Chereads / Rise of a Prodigy / Chapter 55 - Ripples in the Timeline

Chapter 55 - Ripples in the Timeline

By noon, the city felt different – charged with an electric anticipation I remembered from my first life, but sharper now, more focused. We sat in Rico's car outside the radio station, watching his Sidekick blow up with messages. Each chirp represented a thread of destiny rewoven, a new path forking from the one I'd lived before.

"Atlantic, Def Jam, Sony..." Rico scrolled through the messages with trembling fingers. "Man, your phone must be worse."
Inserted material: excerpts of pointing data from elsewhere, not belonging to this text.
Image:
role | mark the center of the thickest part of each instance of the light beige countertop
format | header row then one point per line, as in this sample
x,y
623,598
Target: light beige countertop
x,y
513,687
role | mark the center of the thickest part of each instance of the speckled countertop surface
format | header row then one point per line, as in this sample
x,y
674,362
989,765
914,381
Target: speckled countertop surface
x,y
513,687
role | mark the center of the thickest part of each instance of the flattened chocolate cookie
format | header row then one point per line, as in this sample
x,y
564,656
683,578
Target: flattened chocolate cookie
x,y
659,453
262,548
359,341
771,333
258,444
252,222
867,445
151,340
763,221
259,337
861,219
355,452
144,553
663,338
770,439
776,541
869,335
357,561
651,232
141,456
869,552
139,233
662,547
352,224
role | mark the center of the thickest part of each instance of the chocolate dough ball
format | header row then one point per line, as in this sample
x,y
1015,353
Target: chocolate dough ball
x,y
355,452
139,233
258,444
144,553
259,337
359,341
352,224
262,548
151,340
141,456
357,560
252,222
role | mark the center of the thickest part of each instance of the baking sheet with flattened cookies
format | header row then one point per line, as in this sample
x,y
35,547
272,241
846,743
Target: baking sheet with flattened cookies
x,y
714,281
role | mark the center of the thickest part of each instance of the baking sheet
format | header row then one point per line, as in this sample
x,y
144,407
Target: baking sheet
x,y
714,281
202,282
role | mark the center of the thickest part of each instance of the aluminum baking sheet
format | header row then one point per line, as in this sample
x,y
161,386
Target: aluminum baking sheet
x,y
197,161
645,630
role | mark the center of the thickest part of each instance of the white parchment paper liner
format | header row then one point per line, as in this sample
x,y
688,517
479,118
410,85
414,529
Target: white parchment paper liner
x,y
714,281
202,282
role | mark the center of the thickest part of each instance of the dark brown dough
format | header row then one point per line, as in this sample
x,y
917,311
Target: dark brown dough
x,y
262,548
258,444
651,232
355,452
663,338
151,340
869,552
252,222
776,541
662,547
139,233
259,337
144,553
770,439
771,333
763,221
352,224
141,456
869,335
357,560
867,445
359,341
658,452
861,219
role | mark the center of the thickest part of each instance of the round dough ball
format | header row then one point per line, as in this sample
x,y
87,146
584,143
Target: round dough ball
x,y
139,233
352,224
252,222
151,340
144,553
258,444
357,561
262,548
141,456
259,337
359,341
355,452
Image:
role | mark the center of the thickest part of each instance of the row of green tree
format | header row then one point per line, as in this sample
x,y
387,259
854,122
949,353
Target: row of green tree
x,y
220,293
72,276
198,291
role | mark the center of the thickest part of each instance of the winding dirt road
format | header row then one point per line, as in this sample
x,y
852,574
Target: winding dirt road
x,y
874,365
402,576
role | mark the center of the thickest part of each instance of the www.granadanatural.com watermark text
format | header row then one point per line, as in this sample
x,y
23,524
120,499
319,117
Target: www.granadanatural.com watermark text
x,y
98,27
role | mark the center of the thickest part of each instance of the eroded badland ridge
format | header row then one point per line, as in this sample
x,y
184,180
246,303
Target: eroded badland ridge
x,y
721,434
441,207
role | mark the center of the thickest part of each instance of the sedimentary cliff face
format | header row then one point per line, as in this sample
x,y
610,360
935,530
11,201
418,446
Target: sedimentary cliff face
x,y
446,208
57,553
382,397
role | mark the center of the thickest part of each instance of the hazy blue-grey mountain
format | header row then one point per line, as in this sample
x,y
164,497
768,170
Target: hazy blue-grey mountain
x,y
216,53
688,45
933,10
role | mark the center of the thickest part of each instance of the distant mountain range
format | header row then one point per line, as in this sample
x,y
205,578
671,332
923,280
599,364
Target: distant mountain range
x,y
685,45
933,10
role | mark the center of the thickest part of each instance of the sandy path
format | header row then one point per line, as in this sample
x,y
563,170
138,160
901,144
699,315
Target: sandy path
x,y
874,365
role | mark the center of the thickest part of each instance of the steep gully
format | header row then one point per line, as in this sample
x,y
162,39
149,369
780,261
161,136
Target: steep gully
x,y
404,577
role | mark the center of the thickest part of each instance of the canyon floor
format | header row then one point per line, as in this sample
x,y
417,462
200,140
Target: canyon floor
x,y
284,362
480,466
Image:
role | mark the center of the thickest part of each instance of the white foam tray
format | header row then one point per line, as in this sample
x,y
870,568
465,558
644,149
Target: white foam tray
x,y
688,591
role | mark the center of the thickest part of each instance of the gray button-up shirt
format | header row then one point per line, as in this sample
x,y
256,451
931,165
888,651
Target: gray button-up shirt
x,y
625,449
It was. Seventeen missed calls already, numbers I recognized from contracts I wouldn't sign for years. Wouldn't sign at all, this time around. The Nokia's tiny screen flickered with each new message like a morse code from the future I was busy dismantling.

*They're calling earlier than before

Destiny's knocking at a different door

Every ring a choice to make

Every answer a new path to take*

I'd scribbled these lyrics in the studio bathroom earlier, hand shaking as I tried to capture the vertigo of watching my timeline accelerate. The track was spreading faster than it had in my original life – viral before viral was even a thing. Someone had already ripped it from the radio broadcast and uploaded it to the early internet forums. By tomorrow, it would be on mixtapes across the city.

"We need to be smart about this," I said, watching a group of teenagers pass by the car, one of them already humming the hook. "The first offer isn't always the best offer."

Rico turned to me, his expression caught between excitement and suspicion. "How you know there's gonna be more than one?"

Because I'd lived it. Because in my first life, I'd jumped at the first contract wave and spent five years locked in a deal that stifled my innovation. Because somewhere across town, Beyoncé was probably hearing my track for the first time – again – and this time, I needed to be free to move when the moment came.

"Trust me," I said, the words heavy with unspoken prophecy. "This is bigger than they realize."

My phone buzzed again. A text from Mother: "The bodega, the hair salon, even the church – everyone's talking about your song. Fr. Rodriguez says it sounds like angels speaking in tongues."

I smiled. In my first lifetime, it had taken years to get Mother's full support. Now she was my biggest promoter, time compressed like a master track, everything happening faster, cleaner, brighter.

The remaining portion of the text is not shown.